Beihilfe zum Mord

BGH verwirft Revision: KZ-Schreibtischtäterin ist schuldig

Die Angeklagte hatte als Sekretärin im Konzentrationslager Stutthof gearbeitet. Ihre Verurteilung wegen Beihilfe zum Massenmord ist nun rechtskräftig.

03.09.2024Rechtsprechung

Der in Leipzig ansässige 5. Strafsenat des BGH hat die Revision einer 99 Jahre alten ehemaligen SS-Sekretärin gegen ihre Verurteilung wegen Beihilfe zum Mord und versuchtem Mord in 10.505 Fällen verworfen. Die Stenotypistin war im Tatzeitraum zwischen dem 1. Juni 1943 dem 1. April 1945 lediglich 18 bzw. 19 Jahre alt, weswegen das LG Itzehoe sie als damalige Heranwachsende i.S.v. § 1 Abs. 2 JGG lediglich zu einer Jugendstrafe von zwei Jahren verurteilt hatte, die zur Bewährung ausgesetzt wurde (Urt. v. 20.12.2022, Az. 3 KLs 315 Js 15865/16 jug). Dieses Urteil ist nun rechtskräftig. Der BGH war davon überzeugt, dass sie von den Morden gewusst habe. Zudem stufte er ihre Bürotätigkeit nicht als neutrale Alltagshandlung, sondern als Beitrag zu den Morden ein (Urt. v. 20. August 2024, Az. 5 StR 326/23).

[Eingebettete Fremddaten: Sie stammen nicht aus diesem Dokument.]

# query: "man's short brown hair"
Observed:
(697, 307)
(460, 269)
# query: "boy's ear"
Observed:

Die Angeklagte war damals die einzige Stenotypistin im SS-Konzentrationslager Stutthof. Dieses Lager war nicht als reines Vernichtungslager angelegt, sondern zunächst primär als Arbeitslager. Dennoch wurden dort im Laufe der Zeit, gerade gegen Ende des Krieges, zehntausende Gefangene grausam getötet – durch Vergasungen, durch die Schaffung lebensfeindlicher Bedingungen im Lager, durch Transporte in das Vernichtungslager Auschwitz-Birkenau und durch Verschickung auf sogenannte Todesmärsche. Diese Menschen wurden auf dem Gelände anschließend verbrannt. Über ihren Schreibtisch lief praktisch die gesamte Korrespondenz: Darunter sämtliche Befehle sowie auch die Bestellungen für Zyklon B – ein Gift, das zur Vergasung von Menschen verwendet wurde.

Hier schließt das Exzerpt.